Turkey shuts down Kurdish city theater

Now that the theater, funded by the Batman Municipality, is closed all the plays have been canceled.

ERBIL, Kurdistan Region (Kurdistan24) - Turkish authorities on Friday closed down a city theater in the Kurdish city of Batman, three weeks after the Government appointed a trustee to the municipality there.

Speaking to Kurdistan 24 on the phone from Batman, the director of the City Theatre of Batman, Ahmet Bulent Tekik confirmed the closure and stated that the authorities claimed they were acting on an order by the trustee but did not present any legal reason for it.

"We launched the city theater four years ago. Each year we held a Kurdish theater festival. Each year we taught 30 students to become actors. All our plays and courses were in Kurdish," said Tekik.

This year Batman Theater included French playwright Moliere's Tartuffe, children's play the Shame of the Tin Soldier, and a play on the life of the 17th-century Kurdish poet Melaye Jaziri.

Now that the theater, funded by the Batman Municipality is closed, all the plays are canceled.

"We are passing through a dangerous process. Rights are violated. We hope that these darks days pass, and our plays resume," said Tekik.

Batman City Theater director revealed that on September 20, a team of his was set to stage a play at a cultural festival in the city of Saghez in Iranian Kurdistan (Rojhelat).

"But, after the government appointed a trustee to our municipality, we had to cancel the program. We would very much like to show our plays in all four parts of Kurdistan," said Tekik.

"Turkish authorities clearly do not want Kurdish literature and theater to advance.

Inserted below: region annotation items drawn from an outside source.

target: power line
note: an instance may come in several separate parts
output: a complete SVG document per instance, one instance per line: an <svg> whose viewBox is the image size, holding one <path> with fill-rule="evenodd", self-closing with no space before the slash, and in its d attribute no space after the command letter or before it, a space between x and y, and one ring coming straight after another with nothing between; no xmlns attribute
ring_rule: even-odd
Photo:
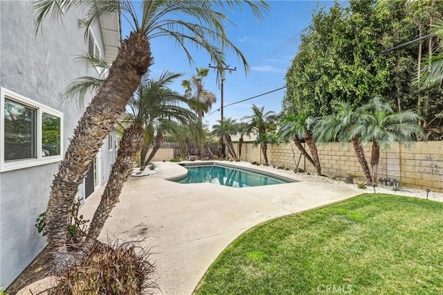
<svg viewBox="0 0 443 295"><path fill-rule="evenodd" d="M236 104L237 104L237 103L243 102L244 101L249 100L251 100L251 99L253 99L253 98L258 98L258 97L263 96L265 96L265 95L266 95L266 94L269 94L269 93L273 93L273 92L278 91L279 91L279 90L282 90L282 89L284 89L284 88L287 88L287 86L283 86L282 87L278 88L278 89L276 89L271 90L271 91L270 91L265 92L265 93L264 93L259 94L259 95L257 95L257 96L253 96L253 97L251 97L251 98L246 98L246 99L244 99L244 100L242 100L236 101L236 102L235 102L229 103L229 104L228 104L228 105L225 105L224 107L229 107L229 106L233 105L236 105ZM218 109L217 109L216 110L215 110L215 111L213 111L212 113L209 114L208 114L208 116L206 116L205 118L208 118L208 116L210 116L210 115L212 115L213 114L214 114L214 113L215 113L216 111L219 111L219 110L220 110L220 108L219 107Z"/></svg>
<svg viewBox="0 0 443 295"><path fill-rule="evenodd" d="M344 9L344 8L347 8L349 7L349 3L347 1L344 1L341 4L340 4L340 8ZM275 49L273 49L272 51L271 51L271 53L268 53L266 55L265 55L264 57L261 58L259 62L257 62L257 63L264 60L267 60L268 58L270 58L273 56L274 56L275 55L276 55L277 53L280 53L280 51L282 51L282 50L285 49L286 48L290 46L291 45L298 42L300 41L301 35L305 33L307 30L309 30L309 26L307 28L305 28L304 29L302 29L302 30L300 30L300 32L298 32L298 33L296 33L296 35L293 35L292 37L291 37L289 39L288 39L286 42L284 42L282 44L278 46Z"/></svg>
<svg viewBox="0 0 443 295"><path fill-rule="evenodd" d="M421 41L421 40L423 40L424 39L427 39L427 38L428 38L428 37L430 37L433 36L434 35L435 35L435 33L431 33L431 34L428 34L428 35L424 35L424 36L420 37L419 38L414 39L413 40L408 41L408 42L406 42L406 43L404 43L404 44L402 44L397 45L397 46L396 46L391 47L391 48L388 48L388 49L386 49L386 50L384 50L384 51L381 51L381 52L380 53L380 54L385 54L385 53L388 53L388 52L393 51L395 51L395 50L396 50L396 49L401 48L403 48L403 47L407 46L408 45L412 44L413 43L415 43L415 42L417 42L417 41Z"/></svg>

On one hand, we see that Turkish state TV has a Kurdish section, on the other hand, we witness how the government is clamping down on independent art institutions like ours, or closing down children's channel," added Tekik.

GOVERNMENT CRACKDOWN

Turkey's crackdown on Kurdish institutions, politicians and prominent individuals intensified after a state of emergency was declared in the aftermath of the failed July 15 coup attempt by a group of rogue soldiers within the Turkish Army.

On September 11, the Turkish Ministry of Interior seized 28 municipalities, 24 of which were Kurdish Democratic Regions Party (DBP)-held, including that of Batman.

The closure of a Kurdish city theater comes two days after Turkey's Radio and Television Supreme Council (RTUK) halted the broadcast of the country's only Kurdish children's channel, Zarok TV and 11 other stations on the national satellite network.

Last week, author, translator and the editor of the Kurdish literary magazine Zarema, Fahriye Adsay was arrested in an early morning raid on her house in the city of Diyarbakir.